There are also the many friends that email to check on me and of course the 2 special family members that have my back. There is no “replacement” for good people in my life.

An illusion

Last night a friend of mine from public school sent me the link to a podcast on BBC of twinless twins memoir.
In an article by the daily mail there is this quote “Loneliness is a feeling different from ‘being alone’. One can be alone and completely at peace but you can feel lonely even when others are around.
When my identical twin brother John died in 1987, at the age of 24, I was in a relationship, I had my mother, my siblings and my friends, but overnight I became in my mind the loneliest man on earth.”
My friend told me when she listened to the podcast she understood more what it’s like for me. I don’t know how she happened upon the podcast. Whether it was by “accident” or she searched for it but it’s comforting to know that she listened to try to understand. There is a line in the article where it says “there is no grief so raw as losing a twin”. I know that I didn’t really feel heard until I went to the Twinless Twins conference. No one else truly understood what it felt like. For 32 years I went out into the world as a pair and now I wasn’t. Even people from high school that I didn’t know knew who we were because we were twins.

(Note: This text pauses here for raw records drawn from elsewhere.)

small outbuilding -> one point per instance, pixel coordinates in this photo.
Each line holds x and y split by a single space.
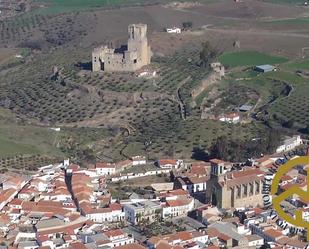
245 108
265 68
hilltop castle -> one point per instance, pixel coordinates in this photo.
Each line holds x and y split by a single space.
129 58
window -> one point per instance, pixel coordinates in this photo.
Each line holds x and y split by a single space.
238 192
251 188
257 187
245 190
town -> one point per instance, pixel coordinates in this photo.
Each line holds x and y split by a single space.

When I went to visit my friend in Vancouver in 2007 we talked a lot about Janet. We both wrote notes to put in a box at one exhibit at the Museum in honour of Janet. As much as she was the most supportive person I could have at that time there were still things that I didn’t tell her. Janet bought me the Rachael Ray book $40 a day where she travels to different cities and eats 3 meals on $40 a day…as the title suggests. I walked to this cafe called death by chocolate and had a piece of cake and a cup of tea (honestly that part I can’t remember). I sat in the corner and cried because it felt so wrong doing it without Janet. We were supposed to go together.
Today it is 14 years after the day that my life changed forever. I keep wishing for a time when the month of September won’t bring with it this cloud that seems to hang over me. The inevitable heaviness that doesn’t leave until after the anniversary is over. Last night I stood in front of the cards that my friend drew that are hanging on my bedroom wall. They make me smile. I changed my cover photo on Facebook. A friend of mine from church told me that is her favourite picture…it’s mine too. It so clearly represents our bond.
This is the poem that I chose for Janet’s memorial card.
Afterglow by Helen Lowrie Marshall
I’d like the memory of me to be a happy one.
I’d like to leave an afterglow of smiles when life is done.
I’d like to leave an echo whispering softly down the ways,
Of happy times and laughing times and bright and sunny days.
I’d like the tears of those who grieve, to dry before the sun;
Of happy memories that I leave when life is done.